Upstream Source
This page is part of Truthound Orchestration 3.x.
Source repository: seadonggyun4/truthound-orchestration
Upstream docs path: docs/prefect/index.md
Edit upstream page: Edit in orchestration
Prefect¶
Prefect is the best fit when your team wants Python-first workflows with an optional persisted configuration boundary. Blocks handle reusable configuration, while tasks and flows handle execution ergonomics.
Who This Is For¶
- flows stay readable Python
- saved blocks make it easy to share configuration across deployments
- ephemeral paths still exist for fast local onboarding
- task helpers provide a smooth path from one-off checks to reusable flow factories
When To Use It¶
Use Prefect when:
- a team prefers Python-native orchestration over DAG or asset graphs
- the same quality logic should run both locally and in managed deployments
- configuration should start ephemeral and later move into saved blocks
- retries, caching, concurrency, and deployments should stay in Prefect's control plane
Prerequisites¶
truthound-orchestration[prefect]installed- a supported Prefect/Python tuple
- a data source shape supported by the shared runtime
Minimal Quickstart¶
Install the supported Prefect surface:
Then start with an ephemeral task-based flow:
from prefect import flow
from truthound_prefect.tasks import data_quality_check_task
@flow
async def validate_users(data):
return await data_quality_check_task(
data,
rules=[{"column": "id", "type": "not_null"}],
)
If you omit a block, Prefect creates an in-memory Truthound-backed block for the run.

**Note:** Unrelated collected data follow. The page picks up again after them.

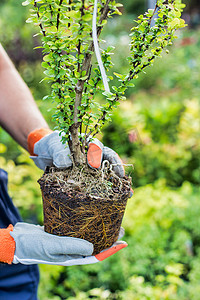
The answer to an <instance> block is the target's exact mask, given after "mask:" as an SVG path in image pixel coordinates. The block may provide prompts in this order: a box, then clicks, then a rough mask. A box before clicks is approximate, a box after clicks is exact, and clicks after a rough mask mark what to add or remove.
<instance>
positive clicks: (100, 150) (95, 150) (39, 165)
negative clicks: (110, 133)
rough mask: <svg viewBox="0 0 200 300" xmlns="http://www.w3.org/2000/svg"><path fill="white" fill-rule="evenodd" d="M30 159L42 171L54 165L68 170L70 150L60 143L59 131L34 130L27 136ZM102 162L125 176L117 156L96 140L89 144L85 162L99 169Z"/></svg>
mask: <svg viewBox="0 0 200 300" xmlns="http://www.w3.org/2000/svg"><path fill="white" fill-rule="evenodd" d="M28 149H29V153H30V155H31V156H30V157H31V158H32V159H33V161H34V162H35V164H36V165H37V166H38V167H39V168H40V169H42V170H45V168H46V166H51V165H55V166H56V167H57V168H68V167H70V166H71V165H72V161H71V158H70V149H69V147H68V146H66V145H63V144H62V143H61V135H60V134H59V131H52V130H50V129H45V128H41V129H36V130H34V131H32V132H31V133H30V134H29V136H28ZM103 160H108V161H109V162H110V164H111V165H112V166H113V170H114V171H115V173H116V174H117V175H118V176H119V177H123V176H124V175H125V172H124V167H123V164H122V161H121V159H120V158H119V156H118V154H117V153H116V152H115V151H113V150H112V149H110V148H108V147H105V146H104V145H103V144H102V143H101V142H100V141H99V140H98V139H93V140H92V141H91V142H90V143H89V149H88V152H87V161H88V164H89V166H90V167H92V168H97V169H98V168H100V167H101V163H102V161H103Z"/></svg>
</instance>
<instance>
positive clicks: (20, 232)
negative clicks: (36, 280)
mask: <svg viewBox="0 0 200 300" xmlns="http://www.w3.org/2000/svg"><path fill="white" fill-rule="evenodd" d="M126 246H127V244H126V243H125V242H120V241H118V242H116V243H115V244H114V245H113V246H112V247H110V248H109V249H106V250H104V251H102V252H101V253H99V254H97V255H94V256H93V255H91V254H92V252H93V245H92V244H91V243H89V242H88V241H85V240H83V239H78V238H72V237H64V236H62V237H60V236H55V235H53V234H49V233H46V232H44V229H43V227H42V226H39V225H33V224H27V223H23V222H19V223H17V224H16V225H15V226H14V227H13V226H12V225H9V226H8V228H6V229H0V262H4V263H8V264H11V263H14V264H18V263H21V264H25V265H30V264H50V265H61V266H72V265H85V264H93V263H97V262H100V261H103V260H104V259H106V258H107V257H109V256H111V255H113V254H114V253H116V252H118V251H119V250H121V249H122V248H125V247H126Z"/></svg>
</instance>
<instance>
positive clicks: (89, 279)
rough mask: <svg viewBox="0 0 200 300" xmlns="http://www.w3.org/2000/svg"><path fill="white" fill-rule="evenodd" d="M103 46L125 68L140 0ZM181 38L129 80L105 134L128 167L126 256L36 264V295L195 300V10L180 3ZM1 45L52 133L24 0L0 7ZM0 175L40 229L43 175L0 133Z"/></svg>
mask: <svg viewBox="0 0 200 300" xmlns="http://www.w3.org/2000/svg"><path fill="white" fill-rule="evenodd" d="M125 3H126V4H125V5H124V11H123V16H121V17H117V18H114V19H113V20H111V21H110V22H109V23H108V26H107V29H106V30H104V38H105V40H107V41H108V43H109V44H110V45H112V46H115V49H116V50H115V55H114V56H113V63H114V69H115V71H118V72H122V73H123V70H125V69H126V67H127V65H126V60H125V56H126V53H127V54H128V44H129V36H128V30H129V28H130V27H131V25H132V22H133V19H134V18H135V17H136V14H139V13H142V12H144V10H145V8H146V6H147V1H142V0H134V1H133V0H129V1H128V0H127V1H125ZM185 3H186V4H187V6H186V9H185V10H184V18H185V20H186V21H187V22H188V27H187V29H185V30H182V31H180V32H177V39H176V41H175V43H174V45H173V46H172V47H171V48H169V54H167V53H163V57H162V58H160V59H158V60H157V61H156V62H155V64H154V66H153V67H152V68H149V69H148V70H146V74H142V75H141V76H140V78H139V79H138V80H137V81H135V82H134V83H135V88H132V89H131V90H129V91H128V94H127V99H128V100H127V101H125V102H123V103H122V104H121V105H120V106H119V108H118V109H117V110H116V111H115V112H114V114H113V121H112V123H110V124H108V125H107V126H105V127H104V129H103V134H102V136H99V138H100V139H102V141H103V143H104V144H105V145H107V146H109V147H111V148H113V149H114V150H115V151H117V152H118V153H119V155H120V156H121V157H122V159H123V161H124V162H125V163H128V164H130V163H131V164H133V166H134V167H133V168H132V167H131V168H129V169H127V170H126V171H127V173H128V174H129V175H131V176H132V178H133V187H134V191H135V192H134V196H133V197H132V198H131V199H130V200H129V202H128V206H127V209H126V213H125V216H124V221H123V226H124V228H125V230H126V234H125V237H124V240H126V241H127V242H128V244H129V247H127V248H126V249H124V250H123V251H121V252H120V253H118V254H116V255H114V256H113V257H110V258H109V259H107V260H106V261H104V262H102V263H99V264H96V265H88V266H74V267H68V268H66V267H59V266H47V265H41V266H40V270H41V281H40V288H39V296H40V299H42V300H47V299H54V300H60V299H62V300H63V299H70V300H71V299H77V300H85V299H115V300H121V299H131V300H132V299H134V300H143V299H144V300H146V299H149V300H154V299H169V300H175V299H181V300H198V299H200V217H199V216H200V197H199V180H200V174H199V172H200V169H199V154H200V143H199V112H200V110H199V95H200V75H199V74H200V55H199V50H200V29H199V20H200V18H199V6H200V5H199V1H198V0H197V1H189V0H188V1H185ZM0 11H1V18H0V42H1V43H2V45H3V46H4V47H5V49H6V50H7V52H8V53H9V55H10V57H11V58H12V60H13V62H14V64H15V66H16V68H17V69H18V70H19V72H20V74H21V76H22V77H23V79H24V80H25V82H26V83H27V85H28V86H29V88H30V89H31V91H32V93H33V95H34V98H35V99H36V101H37V104H38V106H39V108H40V109H41V111H42V113H43V114H44V116H45V118H46V120H47V121H48V122H49V124H50V126H51V127H52V128H53V126H54V124H53V123H52V121H51V108H52V106H53V104H51V103H48V102H45V101H43V100H42V98H43V96H45V95H46V94H47V93H48V91H49V86H48V84H47V83H44V82H42V83H39V82H40V80H41V79H42V77H43V70H42V68H41V66H40V63H41V57H42V55H41V52H40V50H38V49H37V50H33V48H34V47H36V46H38V45H39V41H38V38H37V37H35V38H33V35H34V33H36V32H37V30H38V29H37V28H34V27H33V26H31V25H30V24H27V23H26V22H25V20H26V19H27V16H28V8H27V7H23V6H22V5H21V1H16V0H1V2H0ZM0 142H1V143H0V166H1V168H4V169H5V170H6V171H7V172H8V173H9V191H10V195H11V196H12V198H13V201H14V203H15V204H16V205H17V207H18V208H19V209H20V212H21V214H22V216H23V218H24V220H25V221H27V222H32V223H39V224H42V222H43V217H42V201H41V194H40V190H39V185H38V184H37V180H38V178H39V177H40V175H41V171H40V170H38V169H37V168H36V167H35V166H34V163H33V162H32V161H31V160H30V159H29V157H28V154H27V153H26V152H25V151H24V150H23V149H21V148H20V147H19V146H18V145H17V144H16V143H15V142H14V141H13V140H12V139H11V137H10V136H9V135H8V134H7V133H6V132H5V131H3V130H2V129H0Z"/></svg>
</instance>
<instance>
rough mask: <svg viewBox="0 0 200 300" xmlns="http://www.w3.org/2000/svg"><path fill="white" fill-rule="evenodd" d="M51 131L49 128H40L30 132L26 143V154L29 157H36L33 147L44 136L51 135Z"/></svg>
mask: <svg viewBox="0 0 200 300" xmlns="http://www.w3.org/2000/svg"><path fill="white" fill-rule="evenodd" d="M52 132H53V131H52V130H51V129H49V128H40V129H35V130H33V131H31V132H30V133H29V135H28V139H27V143H28V152H29V153H30V155H31V156H36V154H35V153H34V145H35V143H37V142H38V141H39V140H40V139H41V138H43V137H44V136H46V135H48V134H50V133H52Z"/></svg>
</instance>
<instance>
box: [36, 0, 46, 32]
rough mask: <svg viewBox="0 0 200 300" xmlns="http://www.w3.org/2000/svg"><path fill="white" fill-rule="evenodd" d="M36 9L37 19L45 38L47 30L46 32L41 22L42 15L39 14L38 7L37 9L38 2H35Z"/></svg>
mask: <svg viewBox="0 0 200 300" xmlns="http://www.w3.org/2000/svg"><path fill="white" fill-rule="evenodd" d="M34 7H35V9H36V14H37V17H38V21H39V26H40V29H41V31H42V34H43V36H46V32H45V30H44V28H43V26H42V22H41V20H40V14H39V11H38V7H37V2H36V1H34Z"/></svg>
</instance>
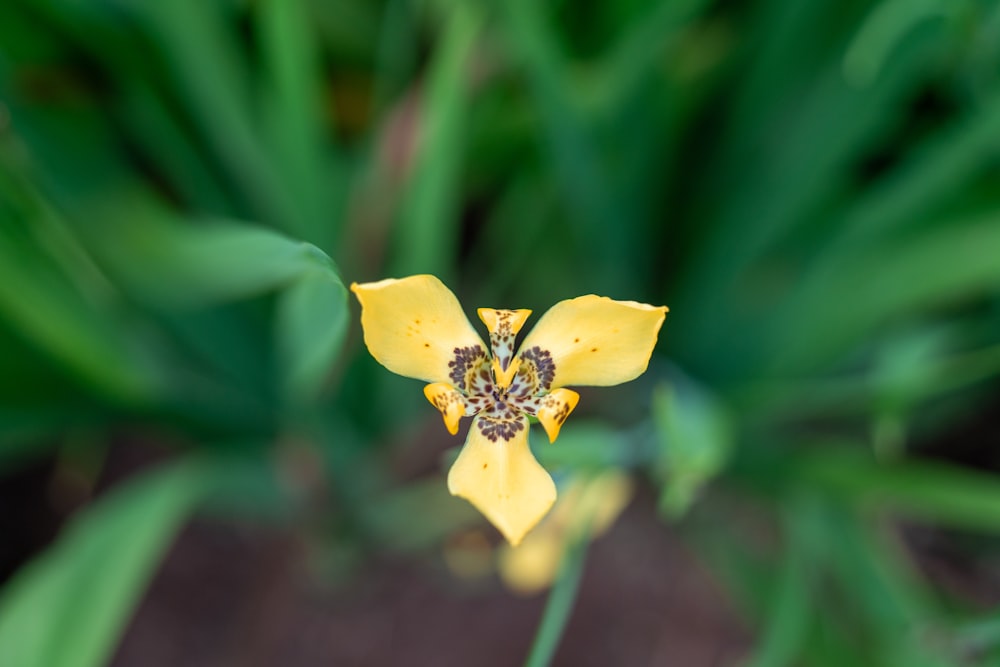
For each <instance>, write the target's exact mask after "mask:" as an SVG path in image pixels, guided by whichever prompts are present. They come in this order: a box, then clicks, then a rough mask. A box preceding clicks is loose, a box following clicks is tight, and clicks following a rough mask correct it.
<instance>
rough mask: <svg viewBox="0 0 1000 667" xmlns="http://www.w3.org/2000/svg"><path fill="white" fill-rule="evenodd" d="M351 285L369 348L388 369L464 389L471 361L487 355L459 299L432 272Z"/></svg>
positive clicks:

Use a reusable flow factory when the pattern should be shared:
from truthound_prefect import QualityFlowConfig, create_quality_flow
quality_flow = create_quality_flow(
"users_quality",
cfg=QualityFlowConfig(
rules=[{"column": "id", "check": "not_null"}],
engine_name="truthound",
),
)
Saved Block Path¶
Use a saved block when the configuration should outlive one run:
from truthound_prefect.blocks import DataQualityBlock
block = DataQualityBlock(engine_name="truthound")
Decision Table¶
| Need | Recommended Prefect Surface | Why |
|---|---|---|
| quick in-code validation | task helpers | fastest path for ephemeral flows |
| shared configuration | DataQualityBlock |
persisted configuration boundary |
| reusable orchestration pattern | create_quality_flow or decorators |
consistent rollout across teams |
| reporting in the Prefect UI | artifact helpers | keeps output readable without redefining the result |
| operational thresholds | SLA helpers | separates alert policy from flow code |
Execution Lifecycle¶
flowchart LR
A["Flow or task starts"] --> B["Block or task config resolved"]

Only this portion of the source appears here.